Unrestricted Gifts Fuel Even More Overspending
California’s community college system shows the pattern clearly. State spending surged in recent years, with billions directed into aid programs and expanded services. At the same time, “ghost student” fraud exploded. Scammers used bots, stolen identities, and sophisticated schemes to enroll phantom students and siphon financial aid. Fraudulent applications reached 31.4% of the total in 2024. Real students lost seats and resources while legitimate enrolment continued to fall. Oversight struggled to keep pace as the system kept requesting more funding.
Santa Barbara City College provides a local window into the same dysfunction. In 2021, the college received a record $20 million unrestricted gift from MacKenzie Scott—the largest in its 112-year history. Internal reviews later revealed that roughly $10–10.5 million of that gift was quietly redirected to backfill the SBCC Promise program, despite repeated assurances that other funds were covering it. The spending lacked proper board or administrative approvals. As of early 2026, about $13 million remains.
Voters approved Measure P in 2024 to extend an existing tax rate and unlock up to $198 million for facilities. The campaign framed it as essential repairs and modernization without raising rates. In practice, the extension adds hundreds of millions more to the long-term property tax burden on Santa Barbara residents. Enrollment trends had been sliding for years. Maintenance budgets were cut sharply in prior periods, helping create the very backlog later used to justify the bond.
Priorities included a costly new physical education building while core upkeep lagged. The SBCC Foundation, still addressing the Scott gift accounting issues, contributed heavily to the pro-Measure P campaign alongside construction interests positioned to benefit.
Why cut maintenance for years, then manufacture a facilities crisis and demand more taxpayer and philanthropic dollars? How many accounting irregularities, priority reversals, ghost enrollments, and ideological side projects must pile up before institutions face shrinking budgets instead of automatic rescues?
If high taxes, state appropriations, and major gifts from donors like MacKenzie Scott have not produced proportional gains in student success or institutional health, why assume the next round will succeed where previous ones fell short?
Time to Fix the Broken Model
Florida demonstrates that a different approach works: smaller, disciplined budgets; full reserves; no income tax; property tax relief; and population growth driven by results rather than rhetoric. Education gains without matching levels of documented fraud and waste. The contrast reveals the ROI gap. Blue state ideology and spending often prioritize equity checkboxes and bureaucratic expansion while Florida emphasizes safety, core academics, and fiscal restraint that actually delivers measurable improvements.

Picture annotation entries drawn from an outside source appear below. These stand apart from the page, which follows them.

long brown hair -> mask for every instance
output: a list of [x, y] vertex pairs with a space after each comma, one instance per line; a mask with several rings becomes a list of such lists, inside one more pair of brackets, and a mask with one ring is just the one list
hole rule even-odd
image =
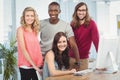
[[80, 2], [76, 5], [75, 7], [75, 10], [74, 10], [74, 13], [73, 13], [73, 20], [71, 22], [72, 26], [74, 26], [75, 28], [79, 27], [80, 25], [80, 22], [79, 22], [79, 17], [77, 16], [77, 10], [79, 9], [79, 7], [85, 5], [86, 6], [86, 16], [85, 16], [85, 22], [84, 22], [84, 25], [85, 27], [87, 27], [89, 25], [89, 22], [90, 22], [90, 19], [91, 17], [89, 16], [89, 13], [88, 13], [88, 7], [87, 7], [87, 4], [84, 3], [84, 2]]
[[[61, 36], [66, 37], [65, 33], [63, 32], [58, 32], [53, 40], [53, 46], [52, 46], [52, 50], [54, 52], [55, 55], [55, 61], [58, 64], [59, 69], [62, 69], [63, 66], [65, 66], [65, 69], [69, 68], [69, 56], [68, 56], [68, 47], [62, 52], [62, 54], [59, 53], [59, 49], [57, 47], [58, 41], [61, 38]], [[66, 37], [67, 40], [67, 37]]]
[[40, 31], [40, 23], [39, 23], [39, 19], [38, 19], [38, 15], [36, 13], [36, 11], [32, 8], [32, 7], [26, 7], [22, 13], [22, 16], [21, 16], [21, 26], [23, 26], [24, 28], [26, 28], [26, 22], [25, 22], [25, 13], [27, 11], [33, 11], [34, 12], [34, 16], [35, 16], [35, 20], [32, 24], [32, 29], [33, 31], [38, 34], [38, 32]]

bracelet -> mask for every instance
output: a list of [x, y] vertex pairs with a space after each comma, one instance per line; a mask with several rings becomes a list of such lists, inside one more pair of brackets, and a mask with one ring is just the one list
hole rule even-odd
[[80, 62], [75, 62], [74, 64], [77, 66], [80, 66]]

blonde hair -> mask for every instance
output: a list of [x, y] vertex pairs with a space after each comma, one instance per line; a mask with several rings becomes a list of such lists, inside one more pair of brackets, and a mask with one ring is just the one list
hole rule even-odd
[[24, 9], [24, 11], [22, 13], [22, 16], [21, 16], [21, 21], [20, 21], [21, 26], [23, 26], [24, 28], [27, 27], [26, 22], [25, 22], [25, 13], [27, 11], [33, 11], [34, 12], [35, 20], [32, 24], [32, 29], [36, 34], [38, 34], [38, 32], [40, 31], [40, 22], [39, 22], [38, 15], [37, 15], [36, 11], [32, 7], [26, 7]]
[[80, 23], [79, 23], [79, 17], [77, 16], [77, 10], [79, 9], [79, 7], [85, 5], [86, 6], [86, 16], [85, 16], [85, 22], [84, 22], [84, 25], [85, 27], [88, 27], [89, 23], [90, 23], [90, 20], [91, 20], [91, 17], [89, 16], [89, 13], [88, 13], [88, 6], [86, 3], [84, 2], [80, 2], [78, 3], [76, 6], [75, 6], [75, 10], [74, 10], [74, 13], [73, 13], [73, 20], [72, 20], [72, 25], [77, 28], [79, 27]]

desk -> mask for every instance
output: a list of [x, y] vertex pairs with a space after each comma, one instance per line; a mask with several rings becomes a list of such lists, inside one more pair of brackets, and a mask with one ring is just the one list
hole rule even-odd
[[48, 77], [46, 80], [120, 80], [120, 72], [115, 74], [88, 73], [83, 76], [64, 75], [58, 77]]

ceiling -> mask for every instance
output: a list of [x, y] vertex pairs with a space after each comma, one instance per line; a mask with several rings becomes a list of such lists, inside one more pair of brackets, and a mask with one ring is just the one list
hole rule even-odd
[[104, 1], [104, 2], [113, 2], [113, 1], [120, 1], [120, 0], [92, 0], [92, 1], [97, 1], [97, 2], [101, 2], [101, 1]]

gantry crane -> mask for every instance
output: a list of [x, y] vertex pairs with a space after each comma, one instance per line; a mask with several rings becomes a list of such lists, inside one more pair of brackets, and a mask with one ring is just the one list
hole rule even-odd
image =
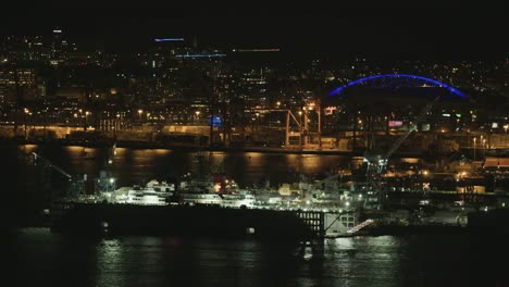
[[71, 174], [62, 170], [60, 166], [54, 165], [51, 161], [40, 155], [39, 153], [32, 152], [32, 154], [34, 155], [34, 164], [40, 164], [45, 169], [53, 169], [67, 178], [71, 185], [69, 187], [69, 192], [66, 196], [75, 198], [85, 195], [85, 182], [87, 179], [86, 175], [84, 175], [83, 177], [72, 176]]

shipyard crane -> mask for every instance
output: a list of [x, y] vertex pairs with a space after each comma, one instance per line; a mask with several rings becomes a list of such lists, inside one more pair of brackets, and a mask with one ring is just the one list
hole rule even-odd
[[418, 125], [425, 118], [427, 113], [431, 111], [433, 105], [435, 105], [439, 98], [440, 96], [435, 97], [433, 101], [429, 102], [424, 109], [421, 110], [412, 126], [410, 126], [408, 130], [405, 132], [405, 134], [399, 137], [385, 153], [374, 155], [369, 153], [364, 154], [364, 161], [368, 163], [367, 175], [382, 175], [386, 172], [388, 160], [393, 153], [399, 149], [401, 144], [410, 136], [410, 134], [417, 130]]
[[45, 157], [40, 155], [37, 152], [32, 152], [34, 155], [34, 163], [35, 164], [41, 164], [42, 167], [47, 169], [53, 169], [57, 172], [59, 172], [61, 175], [65, 176], [67, 180], [71, 183], [70, 189], [69, 189], [69, 196], [71, 197], [77, 197], [85, 195], [85, 180], [86, 180], [86, 175], [83, 178], [79, 178], [78, 176], [72, 176], [67, 172], [65, 172], [63, 169], [61, 169], [58, 165], [54, 165], [50, 160], [46, 159]]

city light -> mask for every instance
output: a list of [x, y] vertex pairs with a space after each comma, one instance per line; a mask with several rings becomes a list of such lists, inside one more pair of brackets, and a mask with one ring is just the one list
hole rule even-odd
[[157, 42], [162, 42], [162, 41], [184, 41], [184, 38], [162, 38], [162, 39], [154, 39]]

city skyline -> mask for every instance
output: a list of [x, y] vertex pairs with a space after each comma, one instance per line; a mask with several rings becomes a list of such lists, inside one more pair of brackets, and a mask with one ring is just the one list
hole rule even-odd
[[509, 51], [502, 37], [504, 17], [447, 7], [346, 9], [336, 13], [311, 9], [309, 15], [300, 12], [293, 16], [275, 12], [243, 16], [234, 9], [216, 14], [206, 14], [202, 9], [195, 14], [177, 9], [164, 13], [142, 7], [138, 14], [131, 9], [85, 11], [61, 8], [49, 14], [5, 17], [0, 22], [0, 35], [48, 35], [61, 28], [85, 49], [120, 53], [144, 51], [154, 38], [182, 37], [187, 43], [197, 40], [224, 50], [278, 48], [287, 61], [498, 60], [507, 58]]

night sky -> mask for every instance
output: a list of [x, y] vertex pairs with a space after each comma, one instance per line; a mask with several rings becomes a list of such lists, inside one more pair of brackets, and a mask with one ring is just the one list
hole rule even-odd
[[252, 9], [199, 2], [50, 2], [52, 9], [42, 12], [2, 17], [0, 34], [40, 35], [61, 27], [80, 47], [115, 52], [144, 51], [157, 37], [196, 37], [200, 45], [218, 48], [281, 48], [294, 59], [484, 60], [509, 51], [506, 11], [455, 2]]

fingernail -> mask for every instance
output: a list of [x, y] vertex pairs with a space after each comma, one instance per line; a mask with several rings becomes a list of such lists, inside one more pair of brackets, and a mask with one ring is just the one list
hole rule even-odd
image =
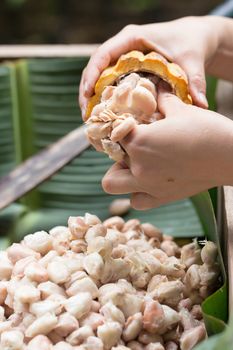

Santa Barbara and California residents pay the price in higher costs, visible failures, and repeated cycles of shortfall claims followed by bigger asks. The broader model is broken. Real accountability would tie every dollar—whether from taxpayers or philanthropists—to clear, measurable improvements, with real consequences for failure. Institutions and states that neglect basics or tolerate large-scale fraud should receive less support, not more. Targeted, transparent fundraising and results-driven governance would reveal genuine priorities far better than blank-check bonds or unrestricted gifts that quietly backfill operations.
How much longer will taxpayers and donors fund systems that excel at consumption but struggle at delivery? Florida offers concrete proof that restraint and focus produce better outcomes. The evidence sits in the budgets, the fraud losses, the enrollment trends, and the results on the ground. Leadership willing to break the blue-state pattern, rather than repeat it, would serve students and citizens far better.